Recommendation systems work by tracking interactions between users and items. Cluster analysis methods are used as a preprocessing step to reveal these interactions, grouping users or items with similar characteristics. Additionally, using clustering methods can help address some of the disadvantages in recommendation systems. In addressing these disadvantages, optimized clustering processes play a significant role. Optimized clustering processes can provide better initial recommendations for new users and items while addressing the data sparsity issue.
The use of genetic algorithms in optimization is also quite popular. Based on the principles of natural selection and genetics, genetic algorithms are effective optimization algorithms used successfully in various fields and applications. In genetic algorithms, a starting population consisting of solution sequences is used, along with genetic operators like crossover and mutation. Using genetic algorithms to optimize clustering processes can have a positive impact on recommendation systems. This approach can lead to better clustering results in recommendation systems, reduced data sparsity, personalized recommendations, mitigating the cold start problem, and enhancing diversity. This approach aims to improve the performance of recommendation systems, ultimately enhancing user satisfaction and the effectiveness of recommendation results.

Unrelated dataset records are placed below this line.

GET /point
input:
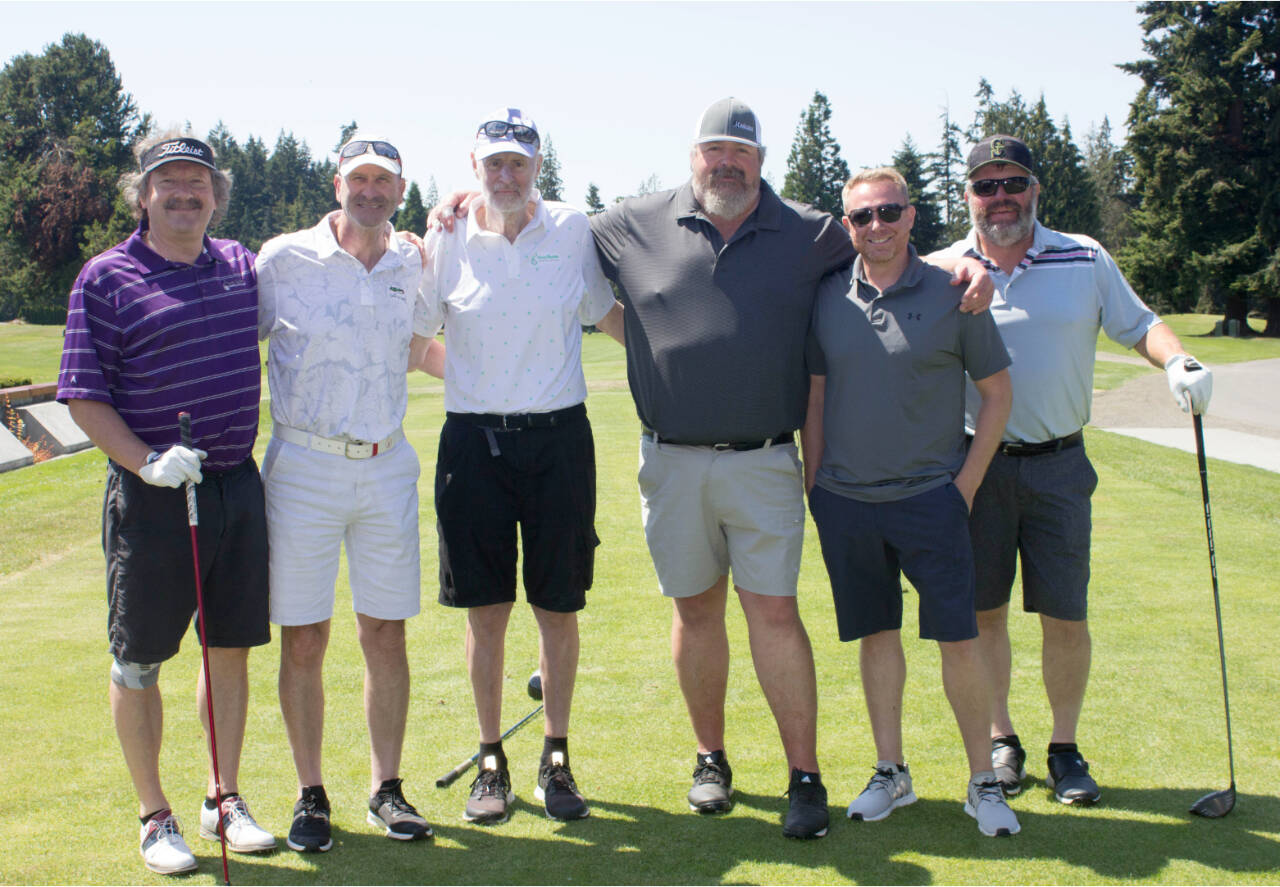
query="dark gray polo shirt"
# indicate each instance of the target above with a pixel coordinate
(714, 330)
(895, 366)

In this thesis, we first examined traditional recommendation systems and their drawbacks. Then, clustering methods and their use in recommendation systems were detailed, followed by the introduction of genetic algorithms. Genetic algorithms were applied to optimize K-means clustering processes in the marketing dataset, and their performance was compared to K-means clustering. The aim of this study is to use the genetic algorithm clustering technique (GA-KOK) to better profile users and improve recommendation outputs, thereby enhancing the process of recommendation generation.